When the Bough Breaks is a 1947 film directed by Lawrence Huntington and starring Patricia Roc and Rosamund John. It is an adaptation of an original storyline by Herbert Victor on adoption and the competing ties of one child's birth and foster family.

==Plot==
After learning that her husband is a bigamist who already had a wife, new mother Lily Gardner (Patricia Roc) resolves to raise her baby, Jimmy, on her own under her maiden name of Lily Bates rather than give him up for adoption. Each day Lily leaves Jimmy at a day nursery while she works as a shopgirl at a department store, and then cares for Jimmy herself at night. Frances Norman (Rosamund John), a middle-class married woman who works at the day nursery to be around children after losing her own baby, is drawn to Jimmy. When Lily, under stress from her demanding schedule, becomes ill with flu, Frances persuades Lily to let her and her husband look after Jimmy temporarily. When Lily recovers, she visits Jimmy at the Normans' comfortable home. Seeing that Jimmy is happy and is receiving better food and care than she was able to manage, Lily agrees to let the Normans raise Jimmy, although she refuses to sign any legal document formally allowing them to adopt Jimmy. Lily eventually gives up on staying in touch with the Normans and drops out of Jimmy's life, although she misses him. The Normans do not tell Jimmy he is adopted and he regards them as his parents.
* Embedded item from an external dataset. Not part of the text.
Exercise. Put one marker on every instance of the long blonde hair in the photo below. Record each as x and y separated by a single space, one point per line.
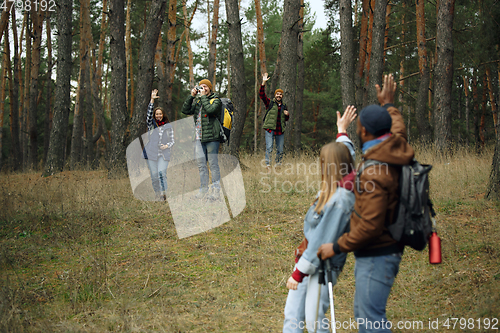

Eight years pass, during which time Lily rises to the level of manager at the department store and falls in love with a kind shopkeeper, Bill Collins (Bill Owen), who marries her and is willing to accept Jimmy as his own. Lily visits the Normans to reclaim Jimmy, now that she has the resources to take care of him, but the Normans refuse to give him up since Lily has not been part of Jimmy's life and he does not know he is not the Normans' natural child. A legal battle ensues, and the court awards custody of Jimmy to Lily due to the lack of any formal adoption agreement. Jimmy goes to live with Lily and Bill, but has trouble adjusting to life in a working-class household, and runs away in an attempt to return to the Normans, whom he considers his true "mummy and daddy". Bill, seeing that Jimmy is unhappy, persuades Lily to let him return to the Normans. Lily and Bill then have a baby of their own and are shown happily celebrating his birthday, while Jimmy celebrates his birthday with the Normans.

==Cast==
- Patricia Roc as Lily Bates
- Rosamund John as Frances Norman
- Bill Owen as Bill Collins
- Brenda Bruce as Ruby Chapman
- Patrick Holt as Robert Norman
- Cavan Malone as Jimmy
- Leslie Dwyer as George
- Sonia Holm as Nurse
- Torin Thatcher as Adams
- Catherine Lacey as Almoner
- Edith Sharpe as Matron
- Noel Howlett as Judge

==Production==
The film was the second in four films produced by Betty Box for Gainsborough with a total budget of £600,000. The first was Dear Murderer.

It was less glamorous than the typical Gainsborough melodrama, with no outfit worn by Patricia Roc costing more than £5. Roc played a working class role.

The house featured in the film was based on the real life house of Sydney Box.

==Reception==
The film received negative reviews. However it was popular and made a profit. Trade papers called the film a "notable box office attraction" in British cinemas in 1948.